Also das W3C hat sich ziemlich an den Interessen der grossen Konzerne
orientiert. Zu Zeiten des Browserkriegs bestand die Standardisierung
vor allem in einem Wettrennen wer welche proprietären Standards im W3C
durchsetzt. Das Ergebnis sind völlig zerstörte Standards im
Web-bereich. Das beruhigt sich erst so langsam wieder. Der Schaden der
da angerichtet wurde braucht wahrscheinlich Jahrzehnte um wieder zu
heilen. 

Ähnliches gilt für die FSF in Bezug auf die Freie-Software-Gemeinde.
Wenn die FSF die GPL vor Gericht einklagt, dann setzt sie sogar über
den Staat vermittelt Dominationsmittel ein - das hat ThomasB ja
bereits hervorgehoben. Damit nimmt die FSF - und auch das formuliert
sie ziemlich explizit so - den Standpunkt des Sozialsystems
Freie-Software-Community (wofür sie ja im übrigen auch kritisiert wird
BTW).

Die FSF ist ein ganz anderer Fall, da die GPL kein technischer
Standard ist an den ich mich unter Strafe des Untergangs halten muss.

In beiden Fällen gibt es übrigens auch einen nicht unerheblichen
repräsentativen Anteil bzgl. der jeweiligen Sozialsysteme.

Die RFCs, die bekanntlich wesentlich die Standards des Internet
bilden, spielen in der gleichen Liga.

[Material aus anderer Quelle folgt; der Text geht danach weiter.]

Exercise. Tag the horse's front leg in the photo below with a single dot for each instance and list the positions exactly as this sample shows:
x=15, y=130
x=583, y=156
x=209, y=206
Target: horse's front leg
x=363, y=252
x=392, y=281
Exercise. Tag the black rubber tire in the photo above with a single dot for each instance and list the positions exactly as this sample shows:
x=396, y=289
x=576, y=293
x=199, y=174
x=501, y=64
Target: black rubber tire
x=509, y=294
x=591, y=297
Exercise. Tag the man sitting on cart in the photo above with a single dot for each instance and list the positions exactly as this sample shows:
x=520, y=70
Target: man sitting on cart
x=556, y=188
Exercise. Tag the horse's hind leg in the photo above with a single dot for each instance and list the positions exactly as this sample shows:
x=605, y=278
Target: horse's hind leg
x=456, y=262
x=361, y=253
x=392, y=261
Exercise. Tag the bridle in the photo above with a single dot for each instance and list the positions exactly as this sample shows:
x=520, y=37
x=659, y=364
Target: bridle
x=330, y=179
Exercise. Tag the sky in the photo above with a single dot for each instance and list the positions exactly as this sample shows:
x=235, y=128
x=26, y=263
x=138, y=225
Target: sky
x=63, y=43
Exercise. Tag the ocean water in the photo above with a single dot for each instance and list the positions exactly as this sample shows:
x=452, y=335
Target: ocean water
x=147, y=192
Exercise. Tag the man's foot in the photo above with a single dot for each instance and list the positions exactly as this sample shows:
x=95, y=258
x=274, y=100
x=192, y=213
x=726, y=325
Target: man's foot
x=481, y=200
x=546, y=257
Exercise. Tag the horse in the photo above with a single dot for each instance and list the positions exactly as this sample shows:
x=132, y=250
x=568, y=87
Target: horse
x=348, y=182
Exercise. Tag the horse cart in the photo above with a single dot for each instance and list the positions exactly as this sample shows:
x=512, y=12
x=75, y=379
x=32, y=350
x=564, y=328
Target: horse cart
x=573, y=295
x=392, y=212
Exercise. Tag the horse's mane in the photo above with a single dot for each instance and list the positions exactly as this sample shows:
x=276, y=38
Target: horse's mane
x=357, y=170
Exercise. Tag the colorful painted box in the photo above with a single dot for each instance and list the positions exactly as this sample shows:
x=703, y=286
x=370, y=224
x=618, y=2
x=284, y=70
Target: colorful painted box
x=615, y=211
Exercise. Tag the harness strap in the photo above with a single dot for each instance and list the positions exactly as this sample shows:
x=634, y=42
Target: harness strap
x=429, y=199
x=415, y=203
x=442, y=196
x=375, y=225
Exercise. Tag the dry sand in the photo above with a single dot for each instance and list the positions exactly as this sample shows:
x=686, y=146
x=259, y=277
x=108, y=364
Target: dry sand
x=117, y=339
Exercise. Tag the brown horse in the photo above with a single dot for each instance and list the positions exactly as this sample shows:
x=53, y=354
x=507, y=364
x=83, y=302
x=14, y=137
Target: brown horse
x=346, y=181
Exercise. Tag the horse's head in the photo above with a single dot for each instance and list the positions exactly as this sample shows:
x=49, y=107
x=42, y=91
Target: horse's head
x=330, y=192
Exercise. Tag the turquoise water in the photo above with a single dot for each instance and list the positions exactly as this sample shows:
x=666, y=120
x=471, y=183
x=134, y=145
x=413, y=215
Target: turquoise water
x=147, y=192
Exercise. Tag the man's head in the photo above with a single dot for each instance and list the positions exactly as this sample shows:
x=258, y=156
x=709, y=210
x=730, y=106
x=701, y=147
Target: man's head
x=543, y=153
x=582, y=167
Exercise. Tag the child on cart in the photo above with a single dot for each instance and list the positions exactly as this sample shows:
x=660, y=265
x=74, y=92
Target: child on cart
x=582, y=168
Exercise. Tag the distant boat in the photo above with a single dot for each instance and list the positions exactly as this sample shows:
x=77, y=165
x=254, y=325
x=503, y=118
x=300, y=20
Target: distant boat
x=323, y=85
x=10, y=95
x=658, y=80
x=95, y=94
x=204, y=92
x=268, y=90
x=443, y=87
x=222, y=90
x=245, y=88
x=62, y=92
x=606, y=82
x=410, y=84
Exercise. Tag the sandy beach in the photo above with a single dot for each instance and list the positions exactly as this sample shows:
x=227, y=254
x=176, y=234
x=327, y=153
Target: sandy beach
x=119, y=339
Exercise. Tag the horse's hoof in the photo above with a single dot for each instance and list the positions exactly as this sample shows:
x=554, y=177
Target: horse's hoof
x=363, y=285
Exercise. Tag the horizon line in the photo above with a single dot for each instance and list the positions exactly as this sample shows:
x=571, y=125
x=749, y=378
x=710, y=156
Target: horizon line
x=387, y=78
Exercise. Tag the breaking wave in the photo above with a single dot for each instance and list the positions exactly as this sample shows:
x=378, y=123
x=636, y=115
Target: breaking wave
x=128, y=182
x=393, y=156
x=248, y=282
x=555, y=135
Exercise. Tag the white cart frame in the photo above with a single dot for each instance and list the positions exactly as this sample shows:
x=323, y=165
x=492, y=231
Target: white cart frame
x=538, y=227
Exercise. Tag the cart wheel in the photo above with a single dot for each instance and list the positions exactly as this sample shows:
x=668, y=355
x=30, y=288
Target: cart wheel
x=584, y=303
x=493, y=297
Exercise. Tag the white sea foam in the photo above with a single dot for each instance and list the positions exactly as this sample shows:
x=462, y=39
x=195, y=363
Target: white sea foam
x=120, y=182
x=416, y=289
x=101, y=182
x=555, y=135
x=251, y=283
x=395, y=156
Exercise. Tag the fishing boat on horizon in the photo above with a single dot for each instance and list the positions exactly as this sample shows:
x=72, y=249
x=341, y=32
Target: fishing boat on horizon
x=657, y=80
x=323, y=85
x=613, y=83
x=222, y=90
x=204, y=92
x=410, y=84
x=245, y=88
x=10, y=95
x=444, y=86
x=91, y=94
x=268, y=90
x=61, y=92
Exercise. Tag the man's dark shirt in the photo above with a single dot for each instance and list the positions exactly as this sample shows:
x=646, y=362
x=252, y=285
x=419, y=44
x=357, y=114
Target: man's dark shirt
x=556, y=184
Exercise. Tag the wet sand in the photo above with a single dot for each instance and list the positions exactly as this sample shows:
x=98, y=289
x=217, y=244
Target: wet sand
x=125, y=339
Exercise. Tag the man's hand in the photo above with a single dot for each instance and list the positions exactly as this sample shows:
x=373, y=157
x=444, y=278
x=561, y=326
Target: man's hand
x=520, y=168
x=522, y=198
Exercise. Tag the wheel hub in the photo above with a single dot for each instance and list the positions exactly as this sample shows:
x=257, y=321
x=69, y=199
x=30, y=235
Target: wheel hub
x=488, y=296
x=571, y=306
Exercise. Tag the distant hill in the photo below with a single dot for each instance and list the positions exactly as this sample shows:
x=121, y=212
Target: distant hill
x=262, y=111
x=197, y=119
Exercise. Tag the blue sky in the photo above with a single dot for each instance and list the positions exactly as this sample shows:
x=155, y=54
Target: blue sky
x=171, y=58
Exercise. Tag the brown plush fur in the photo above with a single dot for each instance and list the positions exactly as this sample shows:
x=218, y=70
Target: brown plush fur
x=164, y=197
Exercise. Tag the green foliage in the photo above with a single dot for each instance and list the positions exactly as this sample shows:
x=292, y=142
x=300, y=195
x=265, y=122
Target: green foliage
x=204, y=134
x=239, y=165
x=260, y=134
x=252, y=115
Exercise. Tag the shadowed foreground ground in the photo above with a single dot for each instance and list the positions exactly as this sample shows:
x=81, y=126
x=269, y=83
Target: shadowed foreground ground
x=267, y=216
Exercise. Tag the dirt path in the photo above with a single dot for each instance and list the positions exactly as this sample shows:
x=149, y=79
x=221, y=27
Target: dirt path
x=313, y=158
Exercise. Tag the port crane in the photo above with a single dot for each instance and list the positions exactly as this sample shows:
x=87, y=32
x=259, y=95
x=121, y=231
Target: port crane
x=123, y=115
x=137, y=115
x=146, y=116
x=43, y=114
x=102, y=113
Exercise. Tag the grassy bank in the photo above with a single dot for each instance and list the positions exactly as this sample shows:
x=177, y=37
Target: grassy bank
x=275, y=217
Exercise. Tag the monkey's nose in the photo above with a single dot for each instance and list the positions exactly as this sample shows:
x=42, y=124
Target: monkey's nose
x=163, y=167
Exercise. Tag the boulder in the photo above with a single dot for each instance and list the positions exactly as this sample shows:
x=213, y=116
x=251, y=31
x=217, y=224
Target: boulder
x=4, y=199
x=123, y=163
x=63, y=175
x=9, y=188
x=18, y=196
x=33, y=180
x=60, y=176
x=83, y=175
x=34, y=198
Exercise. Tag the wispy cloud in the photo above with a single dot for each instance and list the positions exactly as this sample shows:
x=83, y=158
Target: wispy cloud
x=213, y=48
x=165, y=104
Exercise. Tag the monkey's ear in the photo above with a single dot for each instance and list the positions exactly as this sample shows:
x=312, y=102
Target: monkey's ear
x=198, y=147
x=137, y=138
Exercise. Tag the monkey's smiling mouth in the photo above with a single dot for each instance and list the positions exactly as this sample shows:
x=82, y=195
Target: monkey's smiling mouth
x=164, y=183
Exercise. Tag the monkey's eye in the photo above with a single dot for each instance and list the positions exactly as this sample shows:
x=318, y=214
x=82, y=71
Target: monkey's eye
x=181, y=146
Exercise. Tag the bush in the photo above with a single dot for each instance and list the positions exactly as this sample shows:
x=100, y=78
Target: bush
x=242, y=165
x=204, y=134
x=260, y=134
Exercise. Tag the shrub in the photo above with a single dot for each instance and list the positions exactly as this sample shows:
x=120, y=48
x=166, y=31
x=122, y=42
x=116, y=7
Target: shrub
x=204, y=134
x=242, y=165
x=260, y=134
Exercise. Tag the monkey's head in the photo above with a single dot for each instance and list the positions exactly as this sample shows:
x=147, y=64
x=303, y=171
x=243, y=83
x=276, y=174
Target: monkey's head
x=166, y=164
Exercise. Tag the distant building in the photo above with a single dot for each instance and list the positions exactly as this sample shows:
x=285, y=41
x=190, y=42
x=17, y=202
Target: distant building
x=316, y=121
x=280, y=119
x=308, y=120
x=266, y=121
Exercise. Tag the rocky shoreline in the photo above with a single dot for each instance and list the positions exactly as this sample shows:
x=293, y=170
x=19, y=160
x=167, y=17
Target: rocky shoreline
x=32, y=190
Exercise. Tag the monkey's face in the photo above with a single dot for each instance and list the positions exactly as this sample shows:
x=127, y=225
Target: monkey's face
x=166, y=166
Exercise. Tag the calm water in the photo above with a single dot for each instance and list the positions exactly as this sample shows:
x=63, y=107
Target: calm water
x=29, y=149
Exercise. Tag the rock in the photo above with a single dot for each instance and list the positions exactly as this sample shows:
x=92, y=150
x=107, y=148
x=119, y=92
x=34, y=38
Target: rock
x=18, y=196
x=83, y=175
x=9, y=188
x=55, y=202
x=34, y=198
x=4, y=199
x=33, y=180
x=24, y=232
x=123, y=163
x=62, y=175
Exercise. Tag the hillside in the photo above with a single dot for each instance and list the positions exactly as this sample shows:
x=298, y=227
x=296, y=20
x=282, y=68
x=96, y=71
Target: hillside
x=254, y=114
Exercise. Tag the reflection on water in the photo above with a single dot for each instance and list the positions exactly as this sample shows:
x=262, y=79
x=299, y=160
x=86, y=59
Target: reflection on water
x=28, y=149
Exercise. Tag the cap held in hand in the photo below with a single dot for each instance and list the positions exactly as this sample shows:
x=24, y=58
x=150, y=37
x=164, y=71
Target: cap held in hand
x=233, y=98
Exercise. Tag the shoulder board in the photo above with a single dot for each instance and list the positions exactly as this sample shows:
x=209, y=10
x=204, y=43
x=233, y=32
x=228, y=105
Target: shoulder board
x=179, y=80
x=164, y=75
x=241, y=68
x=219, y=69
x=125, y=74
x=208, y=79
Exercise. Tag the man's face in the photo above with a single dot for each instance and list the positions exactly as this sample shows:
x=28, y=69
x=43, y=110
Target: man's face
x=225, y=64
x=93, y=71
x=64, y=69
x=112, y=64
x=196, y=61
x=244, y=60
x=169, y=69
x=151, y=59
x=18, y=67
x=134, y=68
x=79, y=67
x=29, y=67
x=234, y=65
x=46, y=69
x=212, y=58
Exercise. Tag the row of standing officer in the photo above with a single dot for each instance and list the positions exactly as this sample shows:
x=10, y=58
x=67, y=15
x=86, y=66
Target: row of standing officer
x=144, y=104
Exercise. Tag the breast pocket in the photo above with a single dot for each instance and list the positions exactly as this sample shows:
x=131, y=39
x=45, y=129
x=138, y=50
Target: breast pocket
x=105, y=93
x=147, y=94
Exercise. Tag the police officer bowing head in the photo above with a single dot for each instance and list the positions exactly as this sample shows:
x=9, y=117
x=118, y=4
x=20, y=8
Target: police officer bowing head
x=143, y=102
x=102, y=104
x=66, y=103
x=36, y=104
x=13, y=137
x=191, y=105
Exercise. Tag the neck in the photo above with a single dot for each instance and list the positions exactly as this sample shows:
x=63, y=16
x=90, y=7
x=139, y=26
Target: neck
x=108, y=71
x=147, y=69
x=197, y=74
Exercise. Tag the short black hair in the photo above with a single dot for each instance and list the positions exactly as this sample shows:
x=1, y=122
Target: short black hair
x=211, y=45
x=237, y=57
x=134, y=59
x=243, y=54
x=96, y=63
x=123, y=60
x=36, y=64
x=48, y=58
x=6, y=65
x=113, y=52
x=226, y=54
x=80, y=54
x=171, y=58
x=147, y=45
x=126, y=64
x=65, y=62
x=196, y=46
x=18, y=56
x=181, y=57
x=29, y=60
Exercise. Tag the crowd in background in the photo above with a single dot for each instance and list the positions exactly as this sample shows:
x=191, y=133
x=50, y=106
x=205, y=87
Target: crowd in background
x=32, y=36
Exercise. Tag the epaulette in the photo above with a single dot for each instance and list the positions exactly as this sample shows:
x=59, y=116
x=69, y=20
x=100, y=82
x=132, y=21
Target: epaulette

Auch hier handelt es sich um
Normen, die im Interesse des Sozialsystems Internet definiert werden.
Auch hier gibt es wenig oder gar keine Dominationsmöglichkeiten.
Dennoch handelt es sich m.E. in vielerlei Hinsicht um ein
Herrschaftsphänomen. Zumindest spielt hier der Standpunkt des
Sozialsystems eine wesentliche Rolle.

Die RFCs liegen irgendwo in der Mitte zwischen den beiden anderen
Beispielen, denke ich.

Mein Anliegen wäre, sich *exakt* diese Phänomene eingehend anzuschauen
und genauer zu kristallisieren, wie diese Dinge funktionieren.
Insbesondere: Wie schaffen es diese Systeme, sich ohne Domination
durchzusetzen und warum funktioniert das so?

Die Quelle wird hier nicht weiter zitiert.